Ordinarily, MPs and senators can claim parliamentary immunity from prosecution for statements made in Parliament.

However, members of NSICOP could face up to 14 years in prison for the improper disclosure of information protected under the legislation underpinning the committee and related statutes.

Alford successfully argued in Ontario Superior Court that Parliament could not restrict parliamentary privilege without a constitutional amendment.

However, in April the Ontario Court of Appeal overturned the decision.

A three-member panel of the Court of Appeal said Parliament can limit the right to freedom of speech and debate in the manner laid out in the legislation governing the committee, without a constitutional change.
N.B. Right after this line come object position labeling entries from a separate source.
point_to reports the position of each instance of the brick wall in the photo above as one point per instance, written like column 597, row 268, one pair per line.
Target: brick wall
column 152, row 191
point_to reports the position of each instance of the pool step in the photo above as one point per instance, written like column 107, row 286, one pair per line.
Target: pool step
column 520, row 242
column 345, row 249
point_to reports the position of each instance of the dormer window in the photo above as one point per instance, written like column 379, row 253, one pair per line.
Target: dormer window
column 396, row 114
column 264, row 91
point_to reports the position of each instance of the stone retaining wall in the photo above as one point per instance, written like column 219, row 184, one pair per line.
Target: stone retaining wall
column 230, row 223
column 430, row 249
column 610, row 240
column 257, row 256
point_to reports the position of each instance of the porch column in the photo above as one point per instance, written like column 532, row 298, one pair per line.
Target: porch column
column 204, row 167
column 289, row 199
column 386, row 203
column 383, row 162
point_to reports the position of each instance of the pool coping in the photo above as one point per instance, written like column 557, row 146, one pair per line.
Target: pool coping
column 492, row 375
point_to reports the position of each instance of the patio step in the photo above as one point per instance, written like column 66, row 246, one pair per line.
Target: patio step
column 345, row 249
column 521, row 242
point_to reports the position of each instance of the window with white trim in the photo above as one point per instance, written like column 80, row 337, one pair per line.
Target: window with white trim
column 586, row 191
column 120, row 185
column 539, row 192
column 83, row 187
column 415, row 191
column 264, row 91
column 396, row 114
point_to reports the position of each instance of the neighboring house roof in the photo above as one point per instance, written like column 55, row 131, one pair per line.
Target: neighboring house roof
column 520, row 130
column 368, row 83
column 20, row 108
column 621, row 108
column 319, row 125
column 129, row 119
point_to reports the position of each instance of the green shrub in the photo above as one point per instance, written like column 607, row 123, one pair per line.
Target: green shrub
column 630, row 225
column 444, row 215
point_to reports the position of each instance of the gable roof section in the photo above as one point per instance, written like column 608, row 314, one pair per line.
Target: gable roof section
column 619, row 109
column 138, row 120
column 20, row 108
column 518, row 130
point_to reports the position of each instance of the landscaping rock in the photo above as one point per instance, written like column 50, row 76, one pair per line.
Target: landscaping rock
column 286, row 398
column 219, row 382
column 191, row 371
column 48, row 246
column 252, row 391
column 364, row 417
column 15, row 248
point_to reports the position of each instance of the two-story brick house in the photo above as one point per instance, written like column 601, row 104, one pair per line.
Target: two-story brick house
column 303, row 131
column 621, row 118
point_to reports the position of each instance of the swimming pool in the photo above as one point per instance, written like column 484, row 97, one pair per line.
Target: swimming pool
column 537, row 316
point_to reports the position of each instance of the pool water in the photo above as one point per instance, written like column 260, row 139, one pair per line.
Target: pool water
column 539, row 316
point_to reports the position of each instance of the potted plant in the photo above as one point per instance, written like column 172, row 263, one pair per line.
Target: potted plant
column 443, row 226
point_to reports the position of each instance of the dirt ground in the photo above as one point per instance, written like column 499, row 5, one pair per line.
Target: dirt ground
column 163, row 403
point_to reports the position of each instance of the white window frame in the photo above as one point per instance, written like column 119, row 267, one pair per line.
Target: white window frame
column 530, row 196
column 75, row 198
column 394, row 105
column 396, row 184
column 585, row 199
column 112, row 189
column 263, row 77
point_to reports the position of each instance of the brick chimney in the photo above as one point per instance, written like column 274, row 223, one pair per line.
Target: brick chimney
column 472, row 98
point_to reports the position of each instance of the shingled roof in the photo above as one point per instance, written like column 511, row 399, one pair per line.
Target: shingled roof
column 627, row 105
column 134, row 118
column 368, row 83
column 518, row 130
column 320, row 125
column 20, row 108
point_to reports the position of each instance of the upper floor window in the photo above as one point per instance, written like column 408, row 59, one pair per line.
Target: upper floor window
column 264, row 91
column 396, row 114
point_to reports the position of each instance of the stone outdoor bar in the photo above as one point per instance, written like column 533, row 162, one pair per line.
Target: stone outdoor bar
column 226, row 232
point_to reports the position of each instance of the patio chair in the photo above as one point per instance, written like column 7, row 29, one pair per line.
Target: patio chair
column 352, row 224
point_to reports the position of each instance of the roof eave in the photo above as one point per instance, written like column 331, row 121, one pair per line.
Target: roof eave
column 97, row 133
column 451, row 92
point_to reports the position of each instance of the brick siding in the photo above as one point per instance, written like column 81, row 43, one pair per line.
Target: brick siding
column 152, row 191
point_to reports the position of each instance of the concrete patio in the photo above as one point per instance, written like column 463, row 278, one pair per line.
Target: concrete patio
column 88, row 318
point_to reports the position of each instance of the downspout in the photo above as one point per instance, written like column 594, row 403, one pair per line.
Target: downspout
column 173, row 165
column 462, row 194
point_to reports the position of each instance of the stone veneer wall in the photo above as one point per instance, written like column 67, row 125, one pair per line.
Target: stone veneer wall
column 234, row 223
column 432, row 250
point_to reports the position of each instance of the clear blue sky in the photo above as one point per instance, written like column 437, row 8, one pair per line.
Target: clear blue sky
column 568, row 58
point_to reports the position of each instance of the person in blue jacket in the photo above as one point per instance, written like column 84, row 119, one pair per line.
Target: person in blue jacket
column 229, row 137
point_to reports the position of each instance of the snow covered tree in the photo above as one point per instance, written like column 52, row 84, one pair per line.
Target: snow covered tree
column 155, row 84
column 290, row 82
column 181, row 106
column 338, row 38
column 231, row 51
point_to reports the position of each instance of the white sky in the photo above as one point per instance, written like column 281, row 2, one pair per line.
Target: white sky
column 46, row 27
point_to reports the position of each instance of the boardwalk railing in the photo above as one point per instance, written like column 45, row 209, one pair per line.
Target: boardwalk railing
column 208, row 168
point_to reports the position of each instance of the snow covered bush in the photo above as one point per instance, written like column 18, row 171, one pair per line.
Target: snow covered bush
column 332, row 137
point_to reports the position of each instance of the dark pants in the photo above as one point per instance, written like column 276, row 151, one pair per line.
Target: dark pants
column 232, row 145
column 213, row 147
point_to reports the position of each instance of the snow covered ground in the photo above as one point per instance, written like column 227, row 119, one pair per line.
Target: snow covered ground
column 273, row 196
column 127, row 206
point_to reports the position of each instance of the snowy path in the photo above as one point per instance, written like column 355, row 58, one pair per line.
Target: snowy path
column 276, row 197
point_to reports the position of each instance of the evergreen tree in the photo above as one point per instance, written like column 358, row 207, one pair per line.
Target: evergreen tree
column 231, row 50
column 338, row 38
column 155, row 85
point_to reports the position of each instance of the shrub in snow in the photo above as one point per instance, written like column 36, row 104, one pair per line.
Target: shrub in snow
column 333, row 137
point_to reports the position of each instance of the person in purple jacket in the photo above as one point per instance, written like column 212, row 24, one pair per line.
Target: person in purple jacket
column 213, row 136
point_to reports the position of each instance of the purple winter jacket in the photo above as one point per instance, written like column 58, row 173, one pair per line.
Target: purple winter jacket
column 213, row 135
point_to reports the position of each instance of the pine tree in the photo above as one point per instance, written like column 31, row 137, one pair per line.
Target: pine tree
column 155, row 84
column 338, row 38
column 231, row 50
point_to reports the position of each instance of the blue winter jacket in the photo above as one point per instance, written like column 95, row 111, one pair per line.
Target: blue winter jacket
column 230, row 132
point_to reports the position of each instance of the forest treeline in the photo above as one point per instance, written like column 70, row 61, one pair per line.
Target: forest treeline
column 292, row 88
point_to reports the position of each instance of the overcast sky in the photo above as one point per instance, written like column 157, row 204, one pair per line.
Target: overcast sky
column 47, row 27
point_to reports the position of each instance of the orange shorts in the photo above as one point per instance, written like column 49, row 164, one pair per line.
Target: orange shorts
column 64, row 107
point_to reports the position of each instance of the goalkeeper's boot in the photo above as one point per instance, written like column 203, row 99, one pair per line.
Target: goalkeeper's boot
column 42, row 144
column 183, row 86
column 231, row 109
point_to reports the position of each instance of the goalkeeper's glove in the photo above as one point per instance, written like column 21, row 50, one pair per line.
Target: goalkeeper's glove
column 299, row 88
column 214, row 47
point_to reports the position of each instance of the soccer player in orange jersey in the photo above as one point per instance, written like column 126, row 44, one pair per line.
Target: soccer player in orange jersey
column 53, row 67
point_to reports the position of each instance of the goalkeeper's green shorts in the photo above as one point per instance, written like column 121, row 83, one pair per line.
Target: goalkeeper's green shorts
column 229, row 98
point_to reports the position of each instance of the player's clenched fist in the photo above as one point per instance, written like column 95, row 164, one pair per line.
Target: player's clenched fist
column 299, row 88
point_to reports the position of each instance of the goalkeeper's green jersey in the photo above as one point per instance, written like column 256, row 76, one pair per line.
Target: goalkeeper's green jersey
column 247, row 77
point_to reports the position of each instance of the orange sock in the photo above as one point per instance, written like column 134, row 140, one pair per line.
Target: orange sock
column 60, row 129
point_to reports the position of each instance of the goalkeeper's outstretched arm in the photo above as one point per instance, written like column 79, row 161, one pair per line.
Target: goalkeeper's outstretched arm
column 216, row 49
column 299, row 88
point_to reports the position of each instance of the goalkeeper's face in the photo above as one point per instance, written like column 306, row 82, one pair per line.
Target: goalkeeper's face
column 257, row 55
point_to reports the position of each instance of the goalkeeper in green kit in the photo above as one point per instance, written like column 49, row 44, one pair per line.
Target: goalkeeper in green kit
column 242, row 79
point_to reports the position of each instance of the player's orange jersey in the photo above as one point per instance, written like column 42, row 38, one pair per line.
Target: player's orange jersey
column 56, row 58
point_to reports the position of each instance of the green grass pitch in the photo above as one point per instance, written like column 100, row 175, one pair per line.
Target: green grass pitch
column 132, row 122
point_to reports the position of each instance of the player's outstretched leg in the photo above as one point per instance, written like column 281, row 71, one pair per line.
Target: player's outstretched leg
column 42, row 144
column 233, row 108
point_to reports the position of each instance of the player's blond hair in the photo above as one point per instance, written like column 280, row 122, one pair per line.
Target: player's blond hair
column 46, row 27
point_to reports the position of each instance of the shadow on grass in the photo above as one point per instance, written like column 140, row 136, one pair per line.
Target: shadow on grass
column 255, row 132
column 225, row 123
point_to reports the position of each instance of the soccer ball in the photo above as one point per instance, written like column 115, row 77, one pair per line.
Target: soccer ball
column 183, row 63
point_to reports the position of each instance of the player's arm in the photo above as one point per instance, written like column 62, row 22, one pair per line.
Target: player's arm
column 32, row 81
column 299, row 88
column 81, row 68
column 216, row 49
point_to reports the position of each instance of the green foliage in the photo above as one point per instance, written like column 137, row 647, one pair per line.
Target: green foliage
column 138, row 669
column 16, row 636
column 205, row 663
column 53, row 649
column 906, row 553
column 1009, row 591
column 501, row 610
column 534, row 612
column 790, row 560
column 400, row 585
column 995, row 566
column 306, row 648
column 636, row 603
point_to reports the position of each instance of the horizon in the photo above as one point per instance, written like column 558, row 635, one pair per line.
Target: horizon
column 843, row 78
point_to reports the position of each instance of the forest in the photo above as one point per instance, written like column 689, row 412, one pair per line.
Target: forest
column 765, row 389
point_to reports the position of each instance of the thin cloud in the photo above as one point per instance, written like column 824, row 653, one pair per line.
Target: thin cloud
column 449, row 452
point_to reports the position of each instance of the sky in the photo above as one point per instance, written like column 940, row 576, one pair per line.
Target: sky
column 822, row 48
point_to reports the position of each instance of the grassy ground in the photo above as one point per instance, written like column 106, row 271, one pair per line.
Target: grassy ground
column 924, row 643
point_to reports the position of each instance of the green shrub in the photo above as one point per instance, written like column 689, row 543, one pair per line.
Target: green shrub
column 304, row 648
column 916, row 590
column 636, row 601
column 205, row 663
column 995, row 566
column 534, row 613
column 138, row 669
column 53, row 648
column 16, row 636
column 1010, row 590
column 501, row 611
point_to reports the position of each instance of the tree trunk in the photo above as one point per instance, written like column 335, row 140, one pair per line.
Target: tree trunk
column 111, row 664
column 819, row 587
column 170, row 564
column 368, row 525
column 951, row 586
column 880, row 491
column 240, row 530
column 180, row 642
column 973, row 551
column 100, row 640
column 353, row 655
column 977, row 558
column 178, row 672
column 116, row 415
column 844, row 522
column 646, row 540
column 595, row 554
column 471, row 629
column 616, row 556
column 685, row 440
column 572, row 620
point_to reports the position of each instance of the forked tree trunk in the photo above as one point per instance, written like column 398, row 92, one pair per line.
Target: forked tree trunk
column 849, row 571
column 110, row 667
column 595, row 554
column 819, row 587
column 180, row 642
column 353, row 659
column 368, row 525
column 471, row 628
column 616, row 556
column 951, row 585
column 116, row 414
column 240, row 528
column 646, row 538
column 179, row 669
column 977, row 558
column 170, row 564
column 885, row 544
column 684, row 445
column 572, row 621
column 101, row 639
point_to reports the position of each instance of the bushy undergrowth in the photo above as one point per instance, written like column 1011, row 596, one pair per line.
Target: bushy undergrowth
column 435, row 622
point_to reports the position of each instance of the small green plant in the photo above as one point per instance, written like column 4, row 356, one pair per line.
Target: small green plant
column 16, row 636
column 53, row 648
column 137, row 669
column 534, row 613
In his application seeking a hearing at the Supreme Court, Alford says that since the establishment of responsible government in the United Kingdom, no government in any Westminster system has contemplated sending a member of Parliament to jail for what was said in debate in the legislature.

“This appeal will decide whether this revolutionary and unprecedented legislation, which chills speech in the course of legislative activity, is constitutional.”

In an interview, Alford said the case is an opportunity for the Supreme Court to “give some clarity as to what people need to think about when they pass legislation of this nature.”

In their submission to the Supreme Court, federal lawyers say the Constitution Act of 1867 provides Parliament with the express legislative power to define the privileges of the House of Commons, the Senate and their members.

The relevant section of the legislation governing the committee “is a clear example of Parliament’s intention to exclude reliance on parliamentary privilege in the circumstances identified in the provision,” the federal submission says.

“It is for Parliament, not the courts, to determine the occasion and manner of the exercise of a privilege, such as the freedom of speech and debate.”